It’s an old truth of fiction: if you want to make a female character suffer, rape her. If you want to make a male character suffer, rape a female character he cares about. And rape is pretty much the default threat in most genre or “gritty” fiction. I read mostly young adult fantasy, and almost every single one I read features at least a small throwaway scene where the protagonist is threatened in this way.
This is almost invariably treated as a terrible threat, as it should, and rape victims in the majority of stories I read are treated with great sympathy. But in the quest for Strong Female Characters, for a way to give protagonists “empowerment” plot lines, some writers have been using the rape trope in a different way, using it as the impetus for that transition from “weakness” to “strength.”
Let me be clear: there is nothing wrong, theoretically, with the story of a rape survivor finding strength. Rape is a too-common reality in our world, and no one should take those sorts of stories away from readers who might be comforted and inspired by them. But there are certain trends in these stories that are unsettling, suggesting that this story of strength from trauma is less about the character themselves, and more about the difficulty writers have balancing the one-dimensional conceptions of the damsel and the Strong Female Character.

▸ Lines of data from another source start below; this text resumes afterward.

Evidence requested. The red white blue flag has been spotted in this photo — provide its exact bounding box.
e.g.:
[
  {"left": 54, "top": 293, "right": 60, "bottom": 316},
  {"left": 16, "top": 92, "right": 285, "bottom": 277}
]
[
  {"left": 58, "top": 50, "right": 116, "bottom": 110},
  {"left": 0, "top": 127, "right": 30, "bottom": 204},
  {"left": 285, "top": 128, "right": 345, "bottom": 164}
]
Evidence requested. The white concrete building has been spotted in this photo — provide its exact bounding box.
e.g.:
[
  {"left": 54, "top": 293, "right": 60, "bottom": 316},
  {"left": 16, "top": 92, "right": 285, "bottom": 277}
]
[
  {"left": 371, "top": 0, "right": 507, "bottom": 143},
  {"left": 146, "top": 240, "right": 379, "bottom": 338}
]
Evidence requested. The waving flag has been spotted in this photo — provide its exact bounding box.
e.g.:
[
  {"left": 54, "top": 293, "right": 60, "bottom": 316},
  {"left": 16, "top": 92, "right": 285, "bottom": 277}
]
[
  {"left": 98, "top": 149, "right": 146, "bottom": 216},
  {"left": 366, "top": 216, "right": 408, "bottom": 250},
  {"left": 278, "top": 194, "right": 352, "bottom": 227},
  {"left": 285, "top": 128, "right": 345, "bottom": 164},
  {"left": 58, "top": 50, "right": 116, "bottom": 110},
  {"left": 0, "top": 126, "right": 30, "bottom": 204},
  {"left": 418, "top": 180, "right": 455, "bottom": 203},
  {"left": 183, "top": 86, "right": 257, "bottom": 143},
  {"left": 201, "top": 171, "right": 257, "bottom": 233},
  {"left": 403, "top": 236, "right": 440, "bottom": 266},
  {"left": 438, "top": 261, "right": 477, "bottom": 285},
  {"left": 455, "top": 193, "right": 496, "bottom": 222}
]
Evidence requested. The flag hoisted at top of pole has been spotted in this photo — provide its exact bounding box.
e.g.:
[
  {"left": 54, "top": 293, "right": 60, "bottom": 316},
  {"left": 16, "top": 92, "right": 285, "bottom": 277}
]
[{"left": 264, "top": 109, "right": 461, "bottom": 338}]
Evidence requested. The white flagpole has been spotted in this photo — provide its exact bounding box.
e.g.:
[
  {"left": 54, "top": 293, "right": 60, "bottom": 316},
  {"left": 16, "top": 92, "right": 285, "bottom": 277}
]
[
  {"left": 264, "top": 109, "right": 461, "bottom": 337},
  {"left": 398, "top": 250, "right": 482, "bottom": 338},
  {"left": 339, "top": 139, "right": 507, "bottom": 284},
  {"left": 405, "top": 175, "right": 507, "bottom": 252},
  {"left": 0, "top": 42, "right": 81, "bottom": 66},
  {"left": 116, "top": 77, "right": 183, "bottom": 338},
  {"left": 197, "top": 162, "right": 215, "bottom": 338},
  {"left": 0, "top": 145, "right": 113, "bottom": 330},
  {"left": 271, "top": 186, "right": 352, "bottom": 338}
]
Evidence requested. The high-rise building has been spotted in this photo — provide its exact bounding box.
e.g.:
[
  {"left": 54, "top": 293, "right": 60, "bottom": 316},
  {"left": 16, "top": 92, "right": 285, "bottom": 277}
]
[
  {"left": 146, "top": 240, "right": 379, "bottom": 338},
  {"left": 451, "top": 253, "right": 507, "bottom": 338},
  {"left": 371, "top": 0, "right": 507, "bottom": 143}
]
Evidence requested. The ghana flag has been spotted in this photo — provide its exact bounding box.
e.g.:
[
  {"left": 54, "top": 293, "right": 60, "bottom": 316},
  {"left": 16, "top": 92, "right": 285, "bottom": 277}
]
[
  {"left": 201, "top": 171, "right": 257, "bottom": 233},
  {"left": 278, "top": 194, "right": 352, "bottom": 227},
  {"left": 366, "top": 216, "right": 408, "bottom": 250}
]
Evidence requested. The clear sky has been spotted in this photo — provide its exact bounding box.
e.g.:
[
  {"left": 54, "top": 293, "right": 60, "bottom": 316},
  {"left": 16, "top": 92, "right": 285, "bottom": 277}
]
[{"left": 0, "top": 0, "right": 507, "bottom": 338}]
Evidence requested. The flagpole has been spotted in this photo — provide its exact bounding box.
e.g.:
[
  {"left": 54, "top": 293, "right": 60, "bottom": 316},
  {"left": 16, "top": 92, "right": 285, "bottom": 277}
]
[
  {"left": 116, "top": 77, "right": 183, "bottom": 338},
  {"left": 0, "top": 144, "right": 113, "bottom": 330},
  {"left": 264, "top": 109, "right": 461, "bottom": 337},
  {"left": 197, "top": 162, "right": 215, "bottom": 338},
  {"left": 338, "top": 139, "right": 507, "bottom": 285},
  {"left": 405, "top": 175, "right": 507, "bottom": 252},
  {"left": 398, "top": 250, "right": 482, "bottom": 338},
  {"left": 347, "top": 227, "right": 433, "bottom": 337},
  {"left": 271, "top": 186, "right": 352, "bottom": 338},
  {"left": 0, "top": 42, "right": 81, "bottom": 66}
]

Basically, it’s the inability to consider female characters complexly. Strength is not seen as a property of characters like Sansa Stark, who embody stereotypically female traits — who are pretty, who aren’t tomboys, who like romance and dresses and might be more than a little naive. Character who don’t wield swords, will never wear armor, who are generally earnest and kind-hearted. Female characters can have strength if they’re the tomboy, fighting sorts, or if they’re sexually manipulative, but innocence can’t develop into strength, because these softer traits aren’t seen as strong, and female characters certainly can’t have a mix of characteristics.
But feminine characters, we’ve been told, are bad. This “weakness” is bad. They must be “strong,” a strength that many writers imagine with a similar lack of complexity. And they must be changed, fundamentally changed, in order to fit that idea. It wouldn’t be enough for her to simply become more determined and independent, and it wouldn’t be believable for her to switch from kindness and innocence to that violent conception of strength. The writers need an impetus.
And what better symbolic impetus of that change from innocence and weakness to coldness and violence than rape? What better than something that is seen to literally destroy innocence, that shatters them emotionally and changes their entire view of the world, so that they can become, in part, the violence that they have suffered?
There is no proof yet that this is where Sansa Stark’s plotline will go. But the discussions of this being the season of her empowerment definitely hint at such a story.
And through it all, there is the strong implication that “strong” and “feminine” don’t go together, and that such a female character cannot empower herself. She must first be deconstructed by trauma, her innocence ripped away, so that she can be rebuilt as someone “strong” — someone not just with resilience, but a different woman than before.